This was 1928. My Uncle Philip Morgan, who had first married at nineteen and was now twenty-four, had just married his second wife, a divorcée with a twelve-year-old son. This new wife of his was a healthy, active, tall blonde woman, a revolutionary with many lovers; she loved frankly, truly, often; her affairs were passions with her. Jacky and I wondered about this old woman who had men wild for her; and we were hiding in the long grass chewing stalks, when we heard Uncle Philip in the orchard making a confession about her to Solander and Uncle Perce:
Philip said about his old wife, “Amabel is going to have a child. I was a wastrel. I never wanted a child. But Amabel showed me the truth. I must not live for myself, but for others. It isn’t a question of living for our child, but just for the rest of the world … I was in New York on Tuesday, Sol, and walking up Fifth Avenue, where I used to walk to see those big, golden huskies our girls’ finishing schools turn out, the gorgeous girls with the imperial contraltos— but the only face in my mind was Amabel’s, her brilliant, ugly face full of soul and intellect. She’s ugly, you might say, but beautiful. The others looked like stale blotters with nothing legible on them, not even their own names; they were like orchids that have been through too much night-clubbing and cheek-to-cheek dancing. Love affairs didn’t wither Amabel: each one gave her a bloom and richer color. You know the joke about George Sand, ‘My heart’s a tomb!’ ‘A cemetery, Madame.’ In Paris last year I had a studio duplex, you know, overlooking the Cimetière Montparnasse. It was that Mrs. Landler paid for it. At that time I was living with her, you know: she paid my way at Paris—she was very good to me. I wanted to study art, and she was going to pay for me. The studio was easy for us to get because some people, especially Americans, are superstitious about looking at a graveyard all day. I was not. It’s a charming spot, full of trees and delicate winds, not many tall stones there, not those ugly things like cromlechs you see elsewhere; and this particular apartment was closer to the Jewish section where there were no tall stones to disfigure the landscape. It was delicious. It was a kind of eternal gentle life as you see in old pictures, like Corot’s pictures.

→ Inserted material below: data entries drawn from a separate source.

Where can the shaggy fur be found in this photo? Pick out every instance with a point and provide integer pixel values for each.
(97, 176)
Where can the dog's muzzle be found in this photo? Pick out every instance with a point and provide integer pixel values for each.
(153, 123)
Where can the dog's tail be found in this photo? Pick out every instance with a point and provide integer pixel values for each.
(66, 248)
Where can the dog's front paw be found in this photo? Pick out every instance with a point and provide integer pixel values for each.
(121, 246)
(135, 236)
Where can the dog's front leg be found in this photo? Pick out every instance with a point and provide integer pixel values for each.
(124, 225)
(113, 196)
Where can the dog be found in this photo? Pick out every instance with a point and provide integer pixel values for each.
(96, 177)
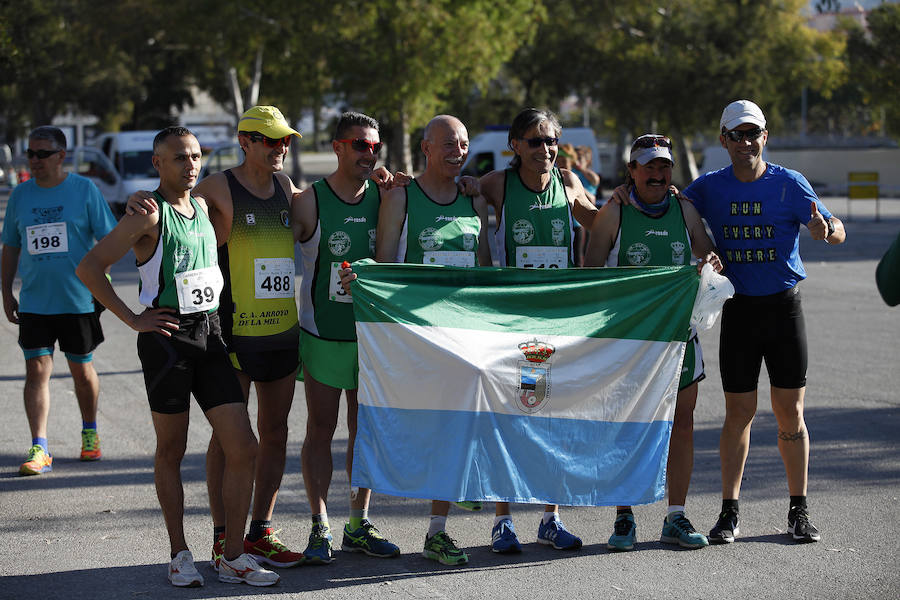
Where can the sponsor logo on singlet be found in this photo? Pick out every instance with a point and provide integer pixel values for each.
(431, 239)
(677, 253)
(638, 254)
(557, 231)
(339, 243)
(523, 231)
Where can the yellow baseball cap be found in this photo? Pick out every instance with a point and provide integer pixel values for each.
(268, 121)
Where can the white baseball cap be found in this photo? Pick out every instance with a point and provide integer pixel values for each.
(650, 146)
(740, 112)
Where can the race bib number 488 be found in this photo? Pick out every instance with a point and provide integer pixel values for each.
(274, 277)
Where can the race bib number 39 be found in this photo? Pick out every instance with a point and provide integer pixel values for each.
(542, 257)
(336, 292)
(198, 290)
(274, 277)
(47, 238)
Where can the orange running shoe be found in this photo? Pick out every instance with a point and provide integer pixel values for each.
(269, 549)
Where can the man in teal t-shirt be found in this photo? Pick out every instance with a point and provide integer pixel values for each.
(55, 217)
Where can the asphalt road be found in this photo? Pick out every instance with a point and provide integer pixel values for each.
(94, 530)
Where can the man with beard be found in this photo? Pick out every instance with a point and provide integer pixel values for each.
(657, 229)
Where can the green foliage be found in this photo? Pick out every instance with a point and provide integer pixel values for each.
(874, 62)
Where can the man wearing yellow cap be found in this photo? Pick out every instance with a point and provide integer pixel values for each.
(249, 207)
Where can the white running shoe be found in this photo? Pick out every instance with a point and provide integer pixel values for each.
(182, 572)
(245, 569)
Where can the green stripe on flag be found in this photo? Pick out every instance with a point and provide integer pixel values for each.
(649, 303)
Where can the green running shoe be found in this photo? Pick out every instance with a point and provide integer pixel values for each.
(319, 552)
(368, 539)
(678, 530)
(442, 548)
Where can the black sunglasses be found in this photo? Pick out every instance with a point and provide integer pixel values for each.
(540, 141)
(361, 145)
(736, 135)
(41, 154)
(652, 141)
(256, 136)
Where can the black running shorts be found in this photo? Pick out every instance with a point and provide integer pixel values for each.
(76, 333)
(193, 360)
(757, 328)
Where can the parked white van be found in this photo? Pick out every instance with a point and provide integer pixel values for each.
(131, 153)
(489, 150)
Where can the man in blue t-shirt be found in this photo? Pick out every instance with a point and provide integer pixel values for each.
(55, 217)
(755, 210)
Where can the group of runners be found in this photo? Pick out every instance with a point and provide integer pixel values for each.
(228, 242)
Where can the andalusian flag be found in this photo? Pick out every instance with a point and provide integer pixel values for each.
(534, 386)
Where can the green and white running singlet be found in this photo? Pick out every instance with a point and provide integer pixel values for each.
(645, 241)
(258, 265)
(183, 272)
(343, 232)
(439, 234)
(535, 230)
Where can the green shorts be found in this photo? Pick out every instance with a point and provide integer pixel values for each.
(329, 362)
(692, 365)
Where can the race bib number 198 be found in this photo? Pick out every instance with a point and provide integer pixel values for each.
(336, 292)
(47, 238)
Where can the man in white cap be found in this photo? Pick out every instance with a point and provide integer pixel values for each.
(755, 210)
(657, 229)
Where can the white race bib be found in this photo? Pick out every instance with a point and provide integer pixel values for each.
(47, 238)
(458, 258)
(274, 277)
(198, 290)
(542, 257)
(336, 292)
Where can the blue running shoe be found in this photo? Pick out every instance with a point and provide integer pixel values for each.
(553, 533)
(319, 552)
(368, 539)
(678, 530)
(503, 538)
(624, 534)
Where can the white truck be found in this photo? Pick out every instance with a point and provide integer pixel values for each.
(131, 152)
(489, 150)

“Naturally, at that time I did not care for Corot; he was old hat to me; and Mrs. Landler was very modern, always rue Campagne Première and so on. I loved it.

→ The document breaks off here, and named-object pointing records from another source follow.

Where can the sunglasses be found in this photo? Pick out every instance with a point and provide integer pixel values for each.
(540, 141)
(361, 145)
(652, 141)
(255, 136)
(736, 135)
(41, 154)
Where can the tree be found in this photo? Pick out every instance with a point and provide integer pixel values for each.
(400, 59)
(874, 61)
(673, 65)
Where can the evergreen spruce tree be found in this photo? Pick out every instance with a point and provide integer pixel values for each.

“When Amabel gets very old, perhaps she’ll have that many tombs—my dear boys, I don’t care if she does. A great woman’s a great woman; you can’t make her into a super-aerated, dehusked, vitamin-enriched, thick-waisted, white-haired mom of some subway ad. She’s a great woman. What do I care if she loved before or loved again? She loves me now. Those titivated debs, with banana legs and long bobs, just go through life sighing for their empty life. You know the couplet, ‘Our hearts in glad surprise to higher levels rise’? That’s my life with Amabel. What do I care what people think about our ages? I must learn from life, and she is life; she will never be old, for the great are never either old or young. ‘Age cannot wither her nor custom stale her infinite variety,’ said Shakespeare about Cleopatra. How do I know Cleo did not look like Amabel? To hear her speak! When she speaks in a hall, to men, to women, their sex does not matter, they rise from their seats, their souls go out of their mouths and chests to her; instead of people I see there in the hall laurel wreaths and bouquets of flowers, something tossed by God to her; they are not men and women, they are the flowers of God. Yet people wound her noble heart, they gossip about her looks, her age, and her affairs! If I am born in this world only to protect her noble heart from pain, you see! I am a happy man.

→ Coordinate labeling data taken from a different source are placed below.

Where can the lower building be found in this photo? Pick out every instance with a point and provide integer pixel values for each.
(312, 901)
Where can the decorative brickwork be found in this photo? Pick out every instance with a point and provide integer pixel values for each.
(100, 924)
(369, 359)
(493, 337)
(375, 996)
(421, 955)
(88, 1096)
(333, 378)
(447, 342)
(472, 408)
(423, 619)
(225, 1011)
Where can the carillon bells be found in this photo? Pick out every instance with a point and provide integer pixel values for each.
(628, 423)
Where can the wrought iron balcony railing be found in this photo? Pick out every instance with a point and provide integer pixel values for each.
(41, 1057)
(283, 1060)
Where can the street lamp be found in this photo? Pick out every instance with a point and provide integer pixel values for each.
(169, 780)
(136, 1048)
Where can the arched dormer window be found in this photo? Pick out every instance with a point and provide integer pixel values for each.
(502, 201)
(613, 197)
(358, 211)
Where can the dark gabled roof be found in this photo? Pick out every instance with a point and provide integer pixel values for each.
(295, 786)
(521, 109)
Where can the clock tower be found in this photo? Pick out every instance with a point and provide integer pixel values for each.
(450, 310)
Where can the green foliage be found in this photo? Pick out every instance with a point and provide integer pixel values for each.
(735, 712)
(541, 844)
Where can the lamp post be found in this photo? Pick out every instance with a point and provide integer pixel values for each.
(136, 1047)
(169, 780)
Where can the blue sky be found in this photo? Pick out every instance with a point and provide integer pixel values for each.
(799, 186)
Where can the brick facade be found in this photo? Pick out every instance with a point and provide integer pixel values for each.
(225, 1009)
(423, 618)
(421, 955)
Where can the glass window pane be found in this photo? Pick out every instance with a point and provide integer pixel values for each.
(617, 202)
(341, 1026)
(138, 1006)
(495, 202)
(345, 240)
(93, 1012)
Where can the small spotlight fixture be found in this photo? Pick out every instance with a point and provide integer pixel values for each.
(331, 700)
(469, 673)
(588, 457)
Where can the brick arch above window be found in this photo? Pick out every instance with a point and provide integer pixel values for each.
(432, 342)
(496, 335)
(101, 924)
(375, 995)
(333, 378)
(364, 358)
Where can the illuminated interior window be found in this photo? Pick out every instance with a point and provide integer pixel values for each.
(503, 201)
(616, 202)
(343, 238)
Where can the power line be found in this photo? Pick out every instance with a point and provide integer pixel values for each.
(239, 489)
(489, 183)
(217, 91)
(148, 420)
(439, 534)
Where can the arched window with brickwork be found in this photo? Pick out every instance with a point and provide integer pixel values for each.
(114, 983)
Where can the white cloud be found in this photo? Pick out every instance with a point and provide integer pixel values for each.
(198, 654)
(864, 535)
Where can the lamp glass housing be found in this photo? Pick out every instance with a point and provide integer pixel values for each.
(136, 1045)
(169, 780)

“I am not madly in love at all. I know this woman and I just compare her with others. What is the use of trying to convince you? It isn’t sex, you know. Sex—any couple can mate—what of it? Dogs can mate. It is something to live for. There’s nothing wrong with my desires physically. But my heart thirsts so. Yet people laugh—”
“It’s another frame of reference,” said Solander.
“Can you imagine a woman that at her age is grandly ardent, simple and yie
lding?” continued Uncle Philip. “She is proud and fiery, and yet she has a sweet, modest, reluctant yielding, a shamefacedness. She says she was not always like that; her husband, that schoolteacher she was married to, made her like that. That is what she says because she’s generous. She had to fight as a young girl. Such natures are not welcomed and people make game of them, or tread on them. They learn to be tough. It takes years to give them back their rich, generous simplicity. You see, she says he did that for her; and she doesn’t hate him, she loves him; but he does not understand her now. He thinks she’s foolish, childish. He says to her it’s a sign of age because she goes with a man younger than herself. As if age counted in these things! There are tragedies, of course, between people of different generations when they love. However, people don’t care to talk about the happy affairs in such cases. They only talk about the tragedies. Because it shocks them, I don’t know why.”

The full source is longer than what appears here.